Meadows remembers tearfully walking up the stairs to her bedroom upon learning of British Athletics' decision. She was in shock, she says, but insists she has never contemplated throwing in the towel despite having to rely heavily on the funding in the absence of prize money.

"I felt I had to give it a go, give myself another shot," she explains.

"Trevor [her husband and coach] and I decided we couldn't do it half-heartedly so we agreed to put up with a tough 12 months and if I ended the year with three medals it will have been worth the sacrifice."

The sanguine Meadows is keen to emphasise she is luckier than most thanks to the sponsorship, ambassadorial roles and commercial work which have allowed her to fund a two-week January training camp in South Africa and ensured her back-up team are still by her side.

There have been difficult times, plenty of them, but sometimes adversity has its positive spin-offs and this version of Meadows is a stronger and more fearless one than the athlete which ran around the track before 2012.

"I appreciate the days when I'm fit and healthy and I've come to enjoy the training sessions," she says.

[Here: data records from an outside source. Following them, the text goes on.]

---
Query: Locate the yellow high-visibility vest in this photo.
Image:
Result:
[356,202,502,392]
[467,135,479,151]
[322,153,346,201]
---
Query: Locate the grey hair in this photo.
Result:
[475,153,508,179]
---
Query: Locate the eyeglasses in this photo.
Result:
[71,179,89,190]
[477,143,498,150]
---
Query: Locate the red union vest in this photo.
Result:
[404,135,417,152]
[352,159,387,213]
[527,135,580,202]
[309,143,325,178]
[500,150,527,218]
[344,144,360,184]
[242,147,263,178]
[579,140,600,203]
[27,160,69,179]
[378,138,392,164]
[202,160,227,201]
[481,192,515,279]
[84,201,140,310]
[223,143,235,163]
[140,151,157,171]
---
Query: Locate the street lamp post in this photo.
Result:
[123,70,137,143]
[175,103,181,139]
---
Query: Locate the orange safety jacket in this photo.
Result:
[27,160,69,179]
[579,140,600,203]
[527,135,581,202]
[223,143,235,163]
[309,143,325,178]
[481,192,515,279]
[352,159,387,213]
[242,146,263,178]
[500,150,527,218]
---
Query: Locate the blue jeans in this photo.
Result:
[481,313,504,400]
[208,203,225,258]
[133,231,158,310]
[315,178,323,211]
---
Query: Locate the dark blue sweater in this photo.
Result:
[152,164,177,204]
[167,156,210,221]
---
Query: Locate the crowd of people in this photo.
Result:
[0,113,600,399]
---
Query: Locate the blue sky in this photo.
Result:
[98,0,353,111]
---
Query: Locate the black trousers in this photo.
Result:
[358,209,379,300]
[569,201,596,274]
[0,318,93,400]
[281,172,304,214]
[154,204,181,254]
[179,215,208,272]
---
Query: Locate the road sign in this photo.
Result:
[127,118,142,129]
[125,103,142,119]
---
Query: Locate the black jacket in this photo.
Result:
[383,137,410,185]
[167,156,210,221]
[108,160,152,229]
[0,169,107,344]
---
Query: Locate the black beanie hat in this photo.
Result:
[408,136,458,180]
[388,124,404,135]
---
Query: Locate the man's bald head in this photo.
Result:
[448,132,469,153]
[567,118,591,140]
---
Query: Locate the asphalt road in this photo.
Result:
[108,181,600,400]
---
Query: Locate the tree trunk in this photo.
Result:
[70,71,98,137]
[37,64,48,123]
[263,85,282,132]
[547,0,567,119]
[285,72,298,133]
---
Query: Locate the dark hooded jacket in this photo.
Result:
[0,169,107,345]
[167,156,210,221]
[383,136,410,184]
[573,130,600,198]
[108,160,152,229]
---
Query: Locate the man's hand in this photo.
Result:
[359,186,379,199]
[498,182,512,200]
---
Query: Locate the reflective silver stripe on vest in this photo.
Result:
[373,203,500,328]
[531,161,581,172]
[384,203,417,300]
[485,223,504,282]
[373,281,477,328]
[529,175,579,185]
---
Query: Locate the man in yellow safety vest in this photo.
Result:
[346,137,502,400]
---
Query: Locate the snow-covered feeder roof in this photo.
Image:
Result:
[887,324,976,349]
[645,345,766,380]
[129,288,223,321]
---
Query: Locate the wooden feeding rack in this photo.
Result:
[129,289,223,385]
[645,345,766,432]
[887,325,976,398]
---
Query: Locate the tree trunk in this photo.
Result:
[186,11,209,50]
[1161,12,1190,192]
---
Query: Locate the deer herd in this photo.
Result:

"I look forward to them, I attack them, whereas I used to think 'oh my goodness, I've got these awful sessions coming up'.

"I've got such a positive mindset and I'm not scared of training sessions anymore and that mindset has created some really good sessions.

"I'm not in the sport to please people anymore, to please selectors, please funders. I owe something to myself now.

"I'm on the track to work hard and give myself some reward for all the physical and mental torture I've put myself through."

Meadows has set herself the target of returning from next month's World Indoor Championships and the summer's European Championships and Commonwealth Games with medals, although the colours of which will remain a secret until, or if, the deed is done.

She describes the last six weeks as "messy" because of a Christmas bout of flu and a "minor" calf strain yet remains confident about the season ahead, before adding that there's only so many blows even she can absorb.

"I don't need any good luck, I just don't need any more bad luck," says Meadows, still managing to laugh at it all.

"Obviously the financial stress will ease once I get back to competing and actually earning some prize money, that's something I've not done over the last two years.

"I keep saying if a major injury happens again I can accept it and hold up my spikes and say 'I'm doomed. I can't do anymore'. I don't think I could physically or mentally go through that.

"Nothing else can go wrong or Team Meadows will definitely be out of business, but I don't want to dwell on that. I know if I was a cat I'd be on my eighth life but how unlucky can someone be?"